Like Wolfe's Severian, Yama leaves everything he knows to make a journey of discovery to the centers of power. Along the way, Yama meets several people who seem to know more about him and his bloodline than he does, however, while recognizing his importance, none of these people are willing to share the information with Yama. Occasionally Yama comes across hints to his ancestry, whether in the form of a picture in the back of an old book, or a few careless words from an acquaintance. For the most part, however, McAuley is content to leave the reader as much in the dark as Yama is. Even when McAuley finally tells us what Yama is, he leaves the significance of the revelation for later explanation.

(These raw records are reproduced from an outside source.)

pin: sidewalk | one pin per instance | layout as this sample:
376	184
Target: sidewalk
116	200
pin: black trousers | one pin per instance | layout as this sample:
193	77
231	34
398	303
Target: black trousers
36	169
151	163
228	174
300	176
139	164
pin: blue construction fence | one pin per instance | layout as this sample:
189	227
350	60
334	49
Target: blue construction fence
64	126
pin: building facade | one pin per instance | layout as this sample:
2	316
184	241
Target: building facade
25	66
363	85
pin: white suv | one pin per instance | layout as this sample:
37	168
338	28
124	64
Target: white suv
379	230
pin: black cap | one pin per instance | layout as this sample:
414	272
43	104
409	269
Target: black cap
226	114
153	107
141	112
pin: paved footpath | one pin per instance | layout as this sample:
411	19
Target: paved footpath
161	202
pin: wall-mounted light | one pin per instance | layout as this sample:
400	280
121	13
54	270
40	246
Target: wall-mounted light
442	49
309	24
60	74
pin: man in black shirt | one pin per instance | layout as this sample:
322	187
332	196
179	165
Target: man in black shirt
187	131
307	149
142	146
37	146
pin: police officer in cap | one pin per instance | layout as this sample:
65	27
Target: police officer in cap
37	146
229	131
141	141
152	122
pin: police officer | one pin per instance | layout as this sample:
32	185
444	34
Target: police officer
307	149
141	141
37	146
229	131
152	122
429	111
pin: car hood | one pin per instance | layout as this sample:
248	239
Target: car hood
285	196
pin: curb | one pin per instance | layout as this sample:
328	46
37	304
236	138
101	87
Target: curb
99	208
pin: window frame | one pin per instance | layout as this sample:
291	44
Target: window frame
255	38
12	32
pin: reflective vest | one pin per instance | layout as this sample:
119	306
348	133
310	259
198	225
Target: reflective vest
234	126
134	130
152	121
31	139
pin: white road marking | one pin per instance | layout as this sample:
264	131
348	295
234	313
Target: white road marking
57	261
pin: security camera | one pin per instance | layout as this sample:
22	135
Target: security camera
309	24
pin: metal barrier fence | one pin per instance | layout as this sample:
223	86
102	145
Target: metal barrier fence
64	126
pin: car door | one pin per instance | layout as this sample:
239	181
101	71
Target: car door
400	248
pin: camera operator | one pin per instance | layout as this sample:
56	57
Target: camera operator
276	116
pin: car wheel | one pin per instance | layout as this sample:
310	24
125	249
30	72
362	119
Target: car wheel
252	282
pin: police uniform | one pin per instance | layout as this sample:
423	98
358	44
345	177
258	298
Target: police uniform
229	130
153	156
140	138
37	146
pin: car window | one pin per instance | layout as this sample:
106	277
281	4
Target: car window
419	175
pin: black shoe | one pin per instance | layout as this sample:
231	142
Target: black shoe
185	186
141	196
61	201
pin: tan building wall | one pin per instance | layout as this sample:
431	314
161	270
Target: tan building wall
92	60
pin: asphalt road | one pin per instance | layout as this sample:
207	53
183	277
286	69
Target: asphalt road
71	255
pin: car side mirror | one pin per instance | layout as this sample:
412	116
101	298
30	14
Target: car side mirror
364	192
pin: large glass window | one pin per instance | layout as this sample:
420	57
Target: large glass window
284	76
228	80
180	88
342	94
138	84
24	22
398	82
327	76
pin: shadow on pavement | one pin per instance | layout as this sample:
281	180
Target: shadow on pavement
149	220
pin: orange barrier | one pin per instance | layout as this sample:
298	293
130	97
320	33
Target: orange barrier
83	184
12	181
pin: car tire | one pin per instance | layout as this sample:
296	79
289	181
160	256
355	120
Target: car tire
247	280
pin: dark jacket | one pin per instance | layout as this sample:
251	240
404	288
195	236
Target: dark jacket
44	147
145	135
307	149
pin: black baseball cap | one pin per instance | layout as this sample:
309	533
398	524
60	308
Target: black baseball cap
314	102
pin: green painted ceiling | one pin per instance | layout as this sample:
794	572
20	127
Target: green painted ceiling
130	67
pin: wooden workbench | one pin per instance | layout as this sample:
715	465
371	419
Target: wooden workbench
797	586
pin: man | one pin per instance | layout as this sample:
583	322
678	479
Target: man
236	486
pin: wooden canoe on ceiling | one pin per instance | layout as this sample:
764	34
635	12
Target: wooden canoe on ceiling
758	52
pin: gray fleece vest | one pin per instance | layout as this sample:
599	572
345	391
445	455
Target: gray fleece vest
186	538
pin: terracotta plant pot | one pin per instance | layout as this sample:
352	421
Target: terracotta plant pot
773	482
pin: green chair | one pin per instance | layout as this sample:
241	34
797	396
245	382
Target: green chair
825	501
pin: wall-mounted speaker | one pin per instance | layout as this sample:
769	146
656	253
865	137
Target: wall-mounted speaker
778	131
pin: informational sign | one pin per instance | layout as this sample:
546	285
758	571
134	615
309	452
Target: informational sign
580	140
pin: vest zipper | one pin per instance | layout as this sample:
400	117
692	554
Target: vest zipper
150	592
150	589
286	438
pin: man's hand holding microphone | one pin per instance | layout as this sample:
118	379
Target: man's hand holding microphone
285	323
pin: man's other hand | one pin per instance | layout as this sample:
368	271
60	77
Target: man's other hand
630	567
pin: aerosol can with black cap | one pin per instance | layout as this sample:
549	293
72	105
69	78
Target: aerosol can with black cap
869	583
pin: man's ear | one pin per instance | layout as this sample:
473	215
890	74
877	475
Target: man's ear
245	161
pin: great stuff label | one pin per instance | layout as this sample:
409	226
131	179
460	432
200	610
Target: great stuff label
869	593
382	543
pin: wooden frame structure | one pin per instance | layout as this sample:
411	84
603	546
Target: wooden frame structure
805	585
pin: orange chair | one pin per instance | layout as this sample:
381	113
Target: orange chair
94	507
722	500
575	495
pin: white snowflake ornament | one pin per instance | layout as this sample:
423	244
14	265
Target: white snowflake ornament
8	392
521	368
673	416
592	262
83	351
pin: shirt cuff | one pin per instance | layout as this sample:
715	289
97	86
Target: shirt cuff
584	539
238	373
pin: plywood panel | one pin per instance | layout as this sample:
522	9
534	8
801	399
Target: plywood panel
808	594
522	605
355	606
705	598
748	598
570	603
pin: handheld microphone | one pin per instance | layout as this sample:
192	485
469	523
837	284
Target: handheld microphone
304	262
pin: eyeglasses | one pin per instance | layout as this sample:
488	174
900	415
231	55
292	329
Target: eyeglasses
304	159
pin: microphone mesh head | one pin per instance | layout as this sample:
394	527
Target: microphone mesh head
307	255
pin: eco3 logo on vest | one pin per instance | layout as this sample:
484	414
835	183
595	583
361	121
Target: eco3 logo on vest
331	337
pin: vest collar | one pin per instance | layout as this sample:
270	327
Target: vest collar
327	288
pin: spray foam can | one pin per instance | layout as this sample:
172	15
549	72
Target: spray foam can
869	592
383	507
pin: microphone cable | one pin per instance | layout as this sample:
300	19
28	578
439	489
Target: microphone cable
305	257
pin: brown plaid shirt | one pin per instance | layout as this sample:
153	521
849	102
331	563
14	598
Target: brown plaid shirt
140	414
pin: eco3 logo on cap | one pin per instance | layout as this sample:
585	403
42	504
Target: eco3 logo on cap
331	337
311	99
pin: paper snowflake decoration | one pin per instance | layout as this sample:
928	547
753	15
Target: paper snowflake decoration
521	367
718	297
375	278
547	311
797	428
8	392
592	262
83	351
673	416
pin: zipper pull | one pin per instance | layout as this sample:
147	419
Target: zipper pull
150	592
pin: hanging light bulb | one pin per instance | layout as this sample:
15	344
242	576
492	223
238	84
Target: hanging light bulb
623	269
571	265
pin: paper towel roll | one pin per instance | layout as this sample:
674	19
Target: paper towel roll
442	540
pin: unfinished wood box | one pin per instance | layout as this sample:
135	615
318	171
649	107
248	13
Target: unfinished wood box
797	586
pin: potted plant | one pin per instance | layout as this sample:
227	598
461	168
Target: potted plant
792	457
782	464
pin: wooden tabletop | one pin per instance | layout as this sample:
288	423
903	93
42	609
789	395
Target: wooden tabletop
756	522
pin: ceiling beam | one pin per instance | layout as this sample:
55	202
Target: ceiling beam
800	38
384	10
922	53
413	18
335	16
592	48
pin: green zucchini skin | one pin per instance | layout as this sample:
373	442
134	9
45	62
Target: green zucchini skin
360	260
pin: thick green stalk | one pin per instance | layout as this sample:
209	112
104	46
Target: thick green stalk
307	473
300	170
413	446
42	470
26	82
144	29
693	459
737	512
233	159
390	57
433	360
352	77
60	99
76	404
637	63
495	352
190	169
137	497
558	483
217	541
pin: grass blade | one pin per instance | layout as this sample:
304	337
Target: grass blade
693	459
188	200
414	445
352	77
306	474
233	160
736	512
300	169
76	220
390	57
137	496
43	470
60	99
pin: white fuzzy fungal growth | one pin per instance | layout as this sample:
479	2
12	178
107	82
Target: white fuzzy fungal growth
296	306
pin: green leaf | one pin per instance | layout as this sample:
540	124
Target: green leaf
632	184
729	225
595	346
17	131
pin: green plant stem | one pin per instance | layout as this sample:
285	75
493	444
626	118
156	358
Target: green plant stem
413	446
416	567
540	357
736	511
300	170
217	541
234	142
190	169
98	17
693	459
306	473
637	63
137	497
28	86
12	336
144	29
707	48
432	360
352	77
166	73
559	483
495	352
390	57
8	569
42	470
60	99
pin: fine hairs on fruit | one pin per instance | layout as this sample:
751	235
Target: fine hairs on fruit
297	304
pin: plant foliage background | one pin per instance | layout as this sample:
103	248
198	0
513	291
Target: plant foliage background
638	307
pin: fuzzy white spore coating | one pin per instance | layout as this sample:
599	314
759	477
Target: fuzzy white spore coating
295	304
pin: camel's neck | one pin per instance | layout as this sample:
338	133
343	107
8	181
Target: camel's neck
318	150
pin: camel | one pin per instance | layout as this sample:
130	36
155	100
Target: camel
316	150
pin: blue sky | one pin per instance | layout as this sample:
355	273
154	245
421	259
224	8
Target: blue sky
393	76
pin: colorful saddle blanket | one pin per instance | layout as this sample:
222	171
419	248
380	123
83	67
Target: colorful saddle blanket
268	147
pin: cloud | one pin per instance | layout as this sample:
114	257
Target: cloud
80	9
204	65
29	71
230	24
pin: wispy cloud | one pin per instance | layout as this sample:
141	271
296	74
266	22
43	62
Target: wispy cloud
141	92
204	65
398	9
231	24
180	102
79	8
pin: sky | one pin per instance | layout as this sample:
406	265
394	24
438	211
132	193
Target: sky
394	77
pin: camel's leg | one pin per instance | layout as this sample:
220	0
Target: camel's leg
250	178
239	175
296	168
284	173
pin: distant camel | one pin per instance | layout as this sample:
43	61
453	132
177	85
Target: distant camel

Confluence is as complex as Yama's past. The world is gripped in a war between orthodoxy and and ill-defined group of heretics. Several years earlier, Yama's older adoptive brother, Telmon, was killed fighting the heretics. Yama yearns to be allowed to follow in Telmon's footsteps to avenge his brother and gain glory in war. He is not permitted to enlist, partly because of his age, but mostly because his various guardians believe him to be too important to serve in battle. Instead, his adoptive father, the Aedile of Aeolis, has arranged for him to be a clerk in the distant capital of Ys. Although Yama eventually seems to resign himself to this fate, he does so in the hopes of discovering more of his ancestry in the archives maintained in Ys.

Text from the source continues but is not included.